In particular the dimensions are:

print("All encoder layers: ", all_encoder_layers)                  # list type
print("Number of layers:", len(all_encoder_layers))                # 12
print("Number of batches:", len(all_encoder_layers[0]))            # 1
print("Number of tokens:", len(all_encoder_layers[0][0]))          # 512
print("Number of hidden units:", len(all_encoder_layers[0][0][0])) # 768
print("Idx: ", self.layer_indexes)                                 # [-1, -2, -3, -4]

print("Averaged_output len: ", len(averaged_output))  # 1
print("Averaged_output dim: ", averaged_output.shape) # torch.Size([1, 512, 768])

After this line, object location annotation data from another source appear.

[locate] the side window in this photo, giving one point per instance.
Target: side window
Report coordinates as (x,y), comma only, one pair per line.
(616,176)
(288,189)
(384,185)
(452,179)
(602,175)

However, when I migrate my code to the transformers library importing AutoTokenizer, AutoModel, the resulting all_encoded_layers object is no longer the full list of 12 hidden layers, but a single torch tensor object of shape torch.Size([1, 512, 768]). In particular the dimensions now are:

print("All encoder layers: ", all_encoder_layers)                # tensor type
print("Number of layers:", len(all_encoder_layers))              # 1
print("Number of batches:", len(all_encoder_layers[0]))          # 512
print("Number of tokens:", len(all_encoder_layers[0][0]))        # 768
print("Size of all encoder_layers: ", all_encoder_layers.size()) # torch.Size([1, 512, 768])
print("Idx: ", self.layer_indexes)                               # [-1, -2, -3, -4] 

which results in the following error when I attempt to create the averaged_output:

  File "/.../bert_features.py", line 103, in extract_bert_features
    averaged_output = torch.stack([all_encoder_layers[idx] for idx in self.layer_indexes]).mean(0) / len(self.layer_indexes)
  File "/.../bert_features.py", line 103, in <listcomp>
    averaged_output = torch.stack([all_encoder_layers[idx] for idx in self.layer_indexes]).mean(0) / len(self.layer_indexes)
IndexError: index -2 is out of bounds for dimension 0 with size 1

The migration documentation states that I should take the first element of the all_encoded_layers object as a replacement but is doing this the same as what I was doing previously to create the average?

If the answer is yes, then I’m fine, otherwise do you have any ideas on how I could go about trying to replicate this line averaged_output = torch.stack([all_encoder_layers[idx] for idx in self.layer_indexes]).mean(0) / len(self.layer_indexes) that works for bert-base-uncased from pytorch_pretrained_bert also for pytorch_transformers?

Thanks a lot to everyone!

P.s. The question is also on StackOverflow with the same title.

Edit: The thing that is most obvious immediately is that the shape of averaged_output is the same as all_encoder_layers. In fact, using the latter the code works and excellent results are still obtained. The problem is that by doing so, we do not consider only the last 4 layers, but all of the 12 layers condensed into a single tensor.

Does anyone know if this change is relevant for Bert’s (especially UmBERTo) feature extraction purposes or can I postpone it?